泳げる人に「泳げるようになる前の自分を思い出して」と言っても然り。
世の中にはできるまでは「なんでできるかわからない」ことが、できるようになっちゃうと「なんでできなかったかわからない」と不思議に思う類のことがあるようです。
卵焼きを作るのもそれに似ているかも。実は僕にとって卵焼きは長いこと苦手な料理でした。
完成形はわかっているのにあんな風に焼けない。
レシピをいろいろ調べてみてもシンプルすぎて参考にならない。
だって材料は卵と調味料少々なだけ。
卵焼き器かなければフライパンで薄焼き卵を作り、巻いてはまた作りを繰り返すだけ。
これほど作り方を文章で表現するのが難しい料理もないよなぁと思っていました。
なのである時、焼き鳥屋でバイトをしている女子学生がこともなげに卵焼きを作ってみせたのは衝撃的でした。

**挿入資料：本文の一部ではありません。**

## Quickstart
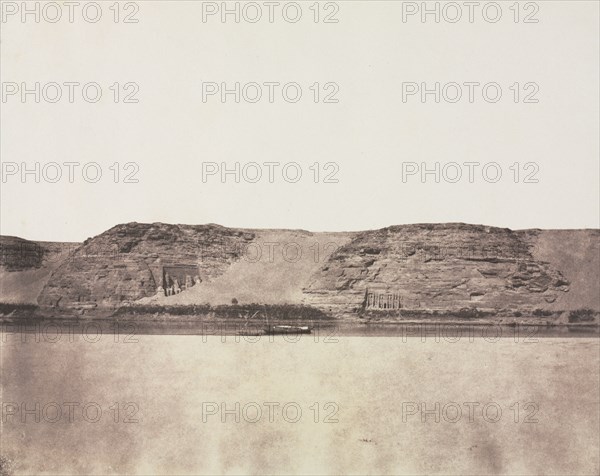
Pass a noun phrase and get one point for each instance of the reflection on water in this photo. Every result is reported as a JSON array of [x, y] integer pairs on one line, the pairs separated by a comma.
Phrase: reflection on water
[[354, 404]]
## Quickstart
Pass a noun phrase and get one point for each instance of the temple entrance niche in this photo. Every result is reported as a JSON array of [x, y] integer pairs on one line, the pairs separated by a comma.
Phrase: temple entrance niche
[[382, 300], [179, 277]]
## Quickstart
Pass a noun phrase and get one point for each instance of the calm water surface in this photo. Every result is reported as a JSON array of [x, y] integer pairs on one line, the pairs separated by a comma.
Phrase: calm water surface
[[193, 404]]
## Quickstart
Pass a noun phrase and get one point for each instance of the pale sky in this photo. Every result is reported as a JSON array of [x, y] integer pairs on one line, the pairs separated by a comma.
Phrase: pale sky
[[368, 134]]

小さな女の子が自転車を漕ぎながら近づいてきて「ええ、おじちゃん自転車乗れないの? かわいそう」なんて言われた気分。
うるさい、ほっといてくれと言いたい気分。
ただ、僕の短所であり長所は性格がわりとしつこいところ。
できないことを投げ出せなくて何度もトライしちゃうんですよね。
で、まだまだ下手くそだけど今ではそれなりに卵焼きを作れるようになっています。
【材料】(1本分)
-調理時間:5分-
- 卵:3個(2個でも作れます)
- 砂糖:3g(小匙1)
- 塩:ひとつまみ
- サラダ油:少々
【作り方】
- 卵焼き器かなければフライパンにサラダ油を入れて強火にかけて十分熱します。待っている間に材料をボウルに合わせて菜箸の先を底から離さないようにしながら切るように溶きます。 ※混ぜすぎると卵のコシがなくなるので注意。

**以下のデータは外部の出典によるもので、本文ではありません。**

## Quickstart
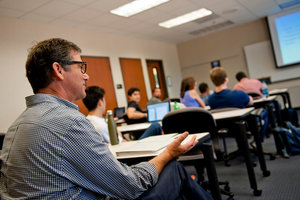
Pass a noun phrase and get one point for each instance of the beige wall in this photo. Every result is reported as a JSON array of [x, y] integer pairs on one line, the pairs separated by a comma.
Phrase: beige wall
[[227, 46], [16, 36]]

- 卵焼き器に卵液の1/3を流し込み均等に広げます。この際、炎から卵焼き器が離れないように気をつけます。表面が乾き始めたら菜箸で奥の端から手前に巻いていき巻き終えたら菜箸で押して奥に戻します。
- 卵液の残り半分を流し込みます。この際、奥にある焼き上がった卵の端を持ち上げて卵液をその下に潜り込ませます。再び卵の表面が乾き始めたら2.と同じ要領で巻いてまた奥に戻します。同じ要領で残りの卵液を焼いたらできあがり。
【一口メモ】
- ほんのり甘くてふわふわな食感。昭和の昔から子どもたちだけでなく大人も魅了してきたあの料理が自分で作れるというのはなんとも感無量な気がします。

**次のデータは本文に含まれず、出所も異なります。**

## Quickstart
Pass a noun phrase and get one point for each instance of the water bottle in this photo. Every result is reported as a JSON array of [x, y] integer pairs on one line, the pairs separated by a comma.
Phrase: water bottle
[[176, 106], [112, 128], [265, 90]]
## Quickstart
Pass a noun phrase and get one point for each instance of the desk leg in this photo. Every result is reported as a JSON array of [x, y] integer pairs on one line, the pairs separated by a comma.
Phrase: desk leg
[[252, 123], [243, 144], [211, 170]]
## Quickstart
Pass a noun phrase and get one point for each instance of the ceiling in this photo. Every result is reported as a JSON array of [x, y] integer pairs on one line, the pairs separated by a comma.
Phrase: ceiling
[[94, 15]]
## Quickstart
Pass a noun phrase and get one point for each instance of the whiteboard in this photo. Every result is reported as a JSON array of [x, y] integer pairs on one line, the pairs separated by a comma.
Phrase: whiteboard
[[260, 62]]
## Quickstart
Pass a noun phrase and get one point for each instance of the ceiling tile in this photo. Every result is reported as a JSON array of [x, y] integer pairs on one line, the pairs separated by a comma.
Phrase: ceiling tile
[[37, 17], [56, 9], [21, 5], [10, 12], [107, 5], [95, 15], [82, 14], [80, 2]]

- 文章で書くとこんな感じなのですが実際に作ってみると何度も失敗しました。ひどい時はスクランブルエッグになったりして……。ま、味に変わりはないのですが。ふわふわじゃないのは悲しい。
- コツは最初から最後まで強火で手早く焼くこと。慣れてしまえば小中学生にだって作れる料理です。めげずにトライしましょう。